Abstract

Two-dimensional echocardiography can detect regional wall motion abnormalities resulting from myocardial ischemia produced by dobutamine infusion. In 60 patients undergoing elective aortic surgery (27 with aneurysms, 33 with occlusive disease), we evaluated the ability of dobutamine stress echocardiography to predict perioperative cardiac events. Echo images were obtained at rest and during incremental dobutamine infusion to a peak dose of 50 micrograms/kg/min, unless another test end point was reached (angina, heart rate greater than or equal to 85% of age-predicted maximum, significant ST segment depression, or new stress-induced wall motion abnormalities).

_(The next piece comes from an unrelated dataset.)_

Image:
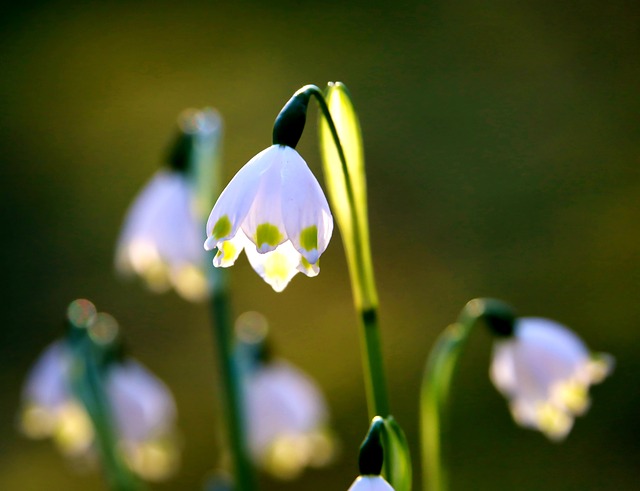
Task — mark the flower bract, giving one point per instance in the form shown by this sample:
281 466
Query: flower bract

Dobutamine stress echocardiography results were stratified as follows: group I, no wall motion abnormalities; group II, resting wall motion abnormalities unchanged with stress; group III, stress-induced worsening of resting wall motion abnormalities; group IV, new-onset wall motion abnormalities with stress. Twelve cardiac events occurred within the first 30 postoperative days: three cardiac deaths (5%), six nonfatal myocardial infarctions (10%), two patients with unstable angina (3.3%), and one patient with asymptomatic elevation of creatine phosphokinase MB isoenzymes without electrocardiographic changes (1.7%). Eleven events occurred in the 38 patients with an abnormal dobutamine stress echocardiograph (groups II to IV); in contrast, only one of 22 patients with a normal dobutamine stress echocardiograph (group I) had a cardiac event. These event rates (29% vs 4.6%) differed significantly (p less than 0.025). Dobutamine stress echocardiography is a new, safe, rapid, relatively low cost, noninvasive, nonexercise cardiac stress test for risk stratification before major vascular surgery.